Apr 25, 2019 version files 14.68 MB

Abstract

Despite increasing evidence that landscape features strongly influence the abundance and dispersal of insect populations, landscape composition has seldom been explicitly linked to genetic structure. We conducted a genetic study of the melon aphid, Aphis gossypii, in two counties of Beijing, China during spring migration using samples from watermelon. We performed aphid genetic analysis using restriction-site-associated DNA-sequencing (2b-RAD) and investigated the relationship between land cover and the genetic diversity.
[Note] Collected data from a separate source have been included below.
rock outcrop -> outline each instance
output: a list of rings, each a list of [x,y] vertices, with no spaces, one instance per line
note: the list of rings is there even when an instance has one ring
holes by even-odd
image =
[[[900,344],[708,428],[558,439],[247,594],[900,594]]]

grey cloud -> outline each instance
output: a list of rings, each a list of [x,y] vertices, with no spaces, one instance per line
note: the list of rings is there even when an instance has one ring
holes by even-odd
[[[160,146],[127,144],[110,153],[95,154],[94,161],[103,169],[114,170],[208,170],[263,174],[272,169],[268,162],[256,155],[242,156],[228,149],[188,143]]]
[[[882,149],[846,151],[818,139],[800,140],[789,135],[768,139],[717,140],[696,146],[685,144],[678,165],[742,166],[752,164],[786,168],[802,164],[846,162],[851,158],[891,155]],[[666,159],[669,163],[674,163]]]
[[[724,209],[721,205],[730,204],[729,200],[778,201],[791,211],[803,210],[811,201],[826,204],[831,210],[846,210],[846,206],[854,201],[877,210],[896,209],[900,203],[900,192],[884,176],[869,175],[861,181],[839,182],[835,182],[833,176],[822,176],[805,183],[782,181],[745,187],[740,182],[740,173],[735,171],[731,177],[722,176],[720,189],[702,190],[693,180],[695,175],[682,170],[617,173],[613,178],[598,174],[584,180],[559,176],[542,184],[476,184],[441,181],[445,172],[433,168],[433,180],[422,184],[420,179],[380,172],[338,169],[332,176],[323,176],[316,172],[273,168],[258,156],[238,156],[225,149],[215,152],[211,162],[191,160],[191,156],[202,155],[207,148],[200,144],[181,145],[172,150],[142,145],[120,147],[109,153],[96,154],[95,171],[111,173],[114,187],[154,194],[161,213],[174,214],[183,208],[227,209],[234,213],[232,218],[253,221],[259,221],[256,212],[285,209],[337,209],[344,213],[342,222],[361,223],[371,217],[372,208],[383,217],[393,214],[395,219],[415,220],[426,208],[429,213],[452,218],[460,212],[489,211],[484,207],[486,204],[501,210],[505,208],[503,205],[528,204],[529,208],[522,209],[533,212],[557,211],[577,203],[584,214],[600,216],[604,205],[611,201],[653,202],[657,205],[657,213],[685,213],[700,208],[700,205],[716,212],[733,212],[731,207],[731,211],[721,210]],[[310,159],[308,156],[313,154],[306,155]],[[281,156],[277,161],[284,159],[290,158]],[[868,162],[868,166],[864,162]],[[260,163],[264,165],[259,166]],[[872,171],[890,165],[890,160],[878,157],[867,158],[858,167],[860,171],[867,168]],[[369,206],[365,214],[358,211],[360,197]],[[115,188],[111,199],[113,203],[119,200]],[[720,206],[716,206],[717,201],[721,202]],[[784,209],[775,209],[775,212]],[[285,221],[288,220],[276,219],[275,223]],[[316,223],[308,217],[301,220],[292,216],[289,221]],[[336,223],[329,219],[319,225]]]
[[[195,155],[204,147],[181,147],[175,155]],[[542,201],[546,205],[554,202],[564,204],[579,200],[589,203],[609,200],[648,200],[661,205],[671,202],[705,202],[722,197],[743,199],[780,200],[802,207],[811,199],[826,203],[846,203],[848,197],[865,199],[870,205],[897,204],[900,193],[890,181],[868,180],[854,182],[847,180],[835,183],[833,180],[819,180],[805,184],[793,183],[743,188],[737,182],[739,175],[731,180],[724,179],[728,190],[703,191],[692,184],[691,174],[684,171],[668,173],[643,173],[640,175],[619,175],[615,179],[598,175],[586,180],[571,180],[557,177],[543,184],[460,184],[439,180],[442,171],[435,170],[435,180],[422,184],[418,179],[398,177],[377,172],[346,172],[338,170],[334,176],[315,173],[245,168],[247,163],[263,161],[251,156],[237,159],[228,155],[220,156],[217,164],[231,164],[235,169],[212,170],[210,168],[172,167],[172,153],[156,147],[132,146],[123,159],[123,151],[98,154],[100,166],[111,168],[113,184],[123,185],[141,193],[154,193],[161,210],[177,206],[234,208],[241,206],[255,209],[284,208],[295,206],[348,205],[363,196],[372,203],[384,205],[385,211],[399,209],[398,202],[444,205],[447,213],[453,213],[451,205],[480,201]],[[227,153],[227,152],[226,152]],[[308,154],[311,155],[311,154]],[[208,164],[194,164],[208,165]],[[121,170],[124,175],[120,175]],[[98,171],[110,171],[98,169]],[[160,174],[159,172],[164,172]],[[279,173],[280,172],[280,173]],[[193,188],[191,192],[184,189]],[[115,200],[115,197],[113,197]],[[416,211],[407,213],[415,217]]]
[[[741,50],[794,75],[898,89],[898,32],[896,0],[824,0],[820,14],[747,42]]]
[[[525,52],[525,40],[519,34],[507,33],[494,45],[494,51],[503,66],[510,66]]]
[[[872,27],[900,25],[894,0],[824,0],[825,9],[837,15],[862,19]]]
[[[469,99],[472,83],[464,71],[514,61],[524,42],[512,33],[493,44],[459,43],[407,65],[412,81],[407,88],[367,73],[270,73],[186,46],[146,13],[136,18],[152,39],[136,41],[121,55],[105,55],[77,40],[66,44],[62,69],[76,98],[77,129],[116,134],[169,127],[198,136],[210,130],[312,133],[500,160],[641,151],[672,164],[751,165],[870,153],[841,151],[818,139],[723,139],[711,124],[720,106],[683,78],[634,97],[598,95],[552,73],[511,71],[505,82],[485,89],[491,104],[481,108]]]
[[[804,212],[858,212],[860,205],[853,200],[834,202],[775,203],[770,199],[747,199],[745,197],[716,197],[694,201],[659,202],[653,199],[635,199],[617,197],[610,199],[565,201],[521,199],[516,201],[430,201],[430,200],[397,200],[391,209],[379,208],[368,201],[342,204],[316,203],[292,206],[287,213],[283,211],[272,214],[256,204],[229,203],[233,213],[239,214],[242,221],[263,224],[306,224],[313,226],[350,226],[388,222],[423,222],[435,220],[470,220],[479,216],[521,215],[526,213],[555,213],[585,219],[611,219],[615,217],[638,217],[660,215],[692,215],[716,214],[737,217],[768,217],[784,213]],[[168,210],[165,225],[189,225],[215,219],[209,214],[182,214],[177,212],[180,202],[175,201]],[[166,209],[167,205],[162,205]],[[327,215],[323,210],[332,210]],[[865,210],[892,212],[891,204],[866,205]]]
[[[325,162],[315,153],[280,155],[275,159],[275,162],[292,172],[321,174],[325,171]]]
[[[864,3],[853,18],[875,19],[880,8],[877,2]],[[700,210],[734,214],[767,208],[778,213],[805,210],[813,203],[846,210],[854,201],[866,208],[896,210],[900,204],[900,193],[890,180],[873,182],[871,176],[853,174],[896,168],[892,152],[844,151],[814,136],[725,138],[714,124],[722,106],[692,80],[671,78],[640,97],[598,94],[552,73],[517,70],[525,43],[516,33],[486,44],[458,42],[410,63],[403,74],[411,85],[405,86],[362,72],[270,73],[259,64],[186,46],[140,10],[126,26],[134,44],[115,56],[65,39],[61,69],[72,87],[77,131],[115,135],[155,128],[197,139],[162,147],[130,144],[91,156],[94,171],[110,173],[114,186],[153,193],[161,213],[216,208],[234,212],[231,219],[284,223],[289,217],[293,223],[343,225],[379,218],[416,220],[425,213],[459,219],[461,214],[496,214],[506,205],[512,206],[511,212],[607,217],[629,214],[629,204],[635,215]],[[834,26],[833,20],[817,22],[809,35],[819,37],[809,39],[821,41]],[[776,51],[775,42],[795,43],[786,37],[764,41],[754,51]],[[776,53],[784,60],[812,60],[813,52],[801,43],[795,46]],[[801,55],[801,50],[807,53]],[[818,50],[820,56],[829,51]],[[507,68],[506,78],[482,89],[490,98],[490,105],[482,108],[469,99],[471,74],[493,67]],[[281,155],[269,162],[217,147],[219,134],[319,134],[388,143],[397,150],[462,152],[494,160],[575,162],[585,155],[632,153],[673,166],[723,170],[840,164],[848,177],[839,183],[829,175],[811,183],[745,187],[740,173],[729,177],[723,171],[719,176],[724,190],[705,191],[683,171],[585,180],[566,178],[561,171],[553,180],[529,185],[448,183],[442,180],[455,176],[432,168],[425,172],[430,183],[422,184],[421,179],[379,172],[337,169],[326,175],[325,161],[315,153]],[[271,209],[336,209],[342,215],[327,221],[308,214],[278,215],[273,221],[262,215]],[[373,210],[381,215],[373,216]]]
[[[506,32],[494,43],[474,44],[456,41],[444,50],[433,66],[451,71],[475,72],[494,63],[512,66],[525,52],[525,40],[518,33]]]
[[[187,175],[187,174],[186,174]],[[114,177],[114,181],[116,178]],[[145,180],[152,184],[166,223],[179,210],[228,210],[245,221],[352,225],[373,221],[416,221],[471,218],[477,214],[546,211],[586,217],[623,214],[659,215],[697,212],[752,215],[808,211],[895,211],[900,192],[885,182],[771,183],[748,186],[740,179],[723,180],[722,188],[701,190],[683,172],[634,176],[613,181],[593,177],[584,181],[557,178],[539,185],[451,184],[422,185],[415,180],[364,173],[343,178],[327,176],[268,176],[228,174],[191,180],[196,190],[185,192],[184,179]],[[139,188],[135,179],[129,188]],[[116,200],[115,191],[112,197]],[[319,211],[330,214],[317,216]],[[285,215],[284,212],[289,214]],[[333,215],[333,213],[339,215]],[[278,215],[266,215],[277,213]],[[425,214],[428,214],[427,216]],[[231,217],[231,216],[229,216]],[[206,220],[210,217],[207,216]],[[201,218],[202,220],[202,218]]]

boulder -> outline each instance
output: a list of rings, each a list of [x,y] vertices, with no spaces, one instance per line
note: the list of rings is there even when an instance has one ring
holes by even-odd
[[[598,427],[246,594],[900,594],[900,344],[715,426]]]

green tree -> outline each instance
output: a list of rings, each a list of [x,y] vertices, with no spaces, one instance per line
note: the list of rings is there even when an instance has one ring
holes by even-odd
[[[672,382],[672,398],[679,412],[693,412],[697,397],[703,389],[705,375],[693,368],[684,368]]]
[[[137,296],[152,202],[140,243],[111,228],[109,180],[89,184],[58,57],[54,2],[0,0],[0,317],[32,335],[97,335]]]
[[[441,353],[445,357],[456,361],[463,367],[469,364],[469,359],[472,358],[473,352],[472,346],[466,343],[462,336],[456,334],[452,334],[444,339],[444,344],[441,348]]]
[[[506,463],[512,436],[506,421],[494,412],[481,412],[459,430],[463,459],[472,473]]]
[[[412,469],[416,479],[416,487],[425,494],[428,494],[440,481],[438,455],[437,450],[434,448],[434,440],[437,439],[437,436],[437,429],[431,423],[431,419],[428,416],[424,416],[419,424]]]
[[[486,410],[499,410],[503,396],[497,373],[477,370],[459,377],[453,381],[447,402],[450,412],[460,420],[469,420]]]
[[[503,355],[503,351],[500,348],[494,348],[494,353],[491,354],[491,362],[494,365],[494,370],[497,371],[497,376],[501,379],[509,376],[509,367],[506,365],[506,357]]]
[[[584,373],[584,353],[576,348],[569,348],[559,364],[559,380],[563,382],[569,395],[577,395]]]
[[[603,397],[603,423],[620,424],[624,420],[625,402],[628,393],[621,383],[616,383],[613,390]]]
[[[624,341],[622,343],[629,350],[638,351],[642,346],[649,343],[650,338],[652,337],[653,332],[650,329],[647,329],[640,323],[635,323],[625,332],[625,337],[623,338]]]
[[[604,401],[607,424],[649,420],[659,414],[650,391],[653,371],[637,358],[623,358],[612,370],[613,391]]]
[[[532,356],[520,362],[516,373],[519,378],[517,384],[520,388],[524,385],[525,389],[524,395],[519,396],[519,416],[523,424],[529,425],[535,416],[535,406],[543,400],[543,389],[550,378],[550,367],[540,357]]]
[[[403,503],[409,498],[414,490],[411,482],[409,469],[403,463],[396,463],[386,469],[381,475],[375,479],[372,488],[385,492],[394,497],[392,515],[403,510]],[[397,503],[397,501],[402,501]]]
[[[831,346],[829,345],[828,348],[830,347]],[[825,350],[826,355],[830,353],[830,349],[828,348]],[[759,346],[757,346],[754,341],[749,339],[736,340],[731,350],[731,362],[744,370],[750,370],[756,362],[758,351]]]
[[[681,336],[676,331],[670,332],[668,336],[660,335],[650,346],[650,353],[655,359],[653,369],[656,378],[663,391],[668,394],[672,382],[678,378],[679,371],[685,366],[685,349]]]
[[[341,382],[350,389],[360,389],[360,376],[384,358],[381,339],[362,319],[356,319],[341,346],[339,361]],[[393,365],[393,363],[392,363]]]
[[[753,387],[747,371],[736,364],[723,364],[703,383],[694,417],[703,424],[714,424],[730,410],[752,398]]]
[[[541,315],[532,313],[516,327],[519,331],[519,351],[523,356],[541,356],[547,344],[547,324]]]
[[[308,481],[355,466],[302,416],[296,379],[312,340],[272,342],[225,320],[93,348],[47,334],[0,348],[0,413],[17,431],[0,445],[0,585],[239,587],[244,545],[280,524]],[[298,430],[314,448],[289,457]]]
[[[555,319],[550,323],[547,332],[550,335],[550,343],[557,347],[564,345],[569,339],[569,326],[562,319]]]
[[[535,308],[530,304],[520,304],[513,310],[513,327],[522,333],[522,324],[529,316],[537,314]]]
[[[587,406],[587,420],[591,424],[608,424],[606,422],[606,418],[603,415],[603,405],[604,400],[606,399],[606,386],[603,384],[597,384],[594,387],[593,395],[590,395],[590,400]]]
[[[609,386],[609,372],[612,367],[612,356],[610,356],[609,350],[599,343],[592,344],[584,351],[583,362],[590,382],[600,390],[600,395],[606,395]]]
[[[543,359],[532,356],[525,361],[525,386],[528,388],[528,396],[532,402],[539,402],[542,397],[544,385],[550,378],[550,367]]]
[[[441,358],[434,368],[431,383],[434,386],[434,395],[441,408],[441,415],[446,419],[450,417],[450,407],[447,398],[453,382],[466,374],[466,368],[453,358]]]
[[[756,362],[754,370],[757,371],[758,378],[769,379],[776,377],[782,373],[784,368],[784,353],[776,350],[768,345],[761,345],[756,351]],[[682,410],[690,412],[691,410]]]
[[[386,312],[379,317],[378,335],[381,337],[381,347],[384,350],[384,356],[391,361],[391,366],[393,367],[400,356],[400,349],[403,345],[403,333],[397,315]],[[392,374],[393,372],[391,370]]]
The percentage area of land cover (cropland, vegetable, orchard, grassland, woodland) was quantified in each particular scale (ranging from 0.5 km to 3 km) and was used as a predictor variable in our generalized linear models. We found a moderate level of genetic differentiation among 9 sampled populations. Geographic distance and genetic distance were not significantly associated, indicating that geographic location was not a barrier to migration. These 9 populations could be clustered depending on their level of genetic diversity (high and low). The genetic diversity (Shannon’s information index) was positively correlated with grassland at the spatial scales of 1 and 2 km and negatively with orchard and vegetable at 0.5 and 1 km. Genetic diversity was best predicted by the grassland + orchard + vegetable model at a spatial scale of 1 km. Based on the method of relative weights, orchard land had the greatest relative importance, followed by grassland and vegetable land, in that order. This study contributes to our understanding of the genetic variation of aphids in agricultural landscapes.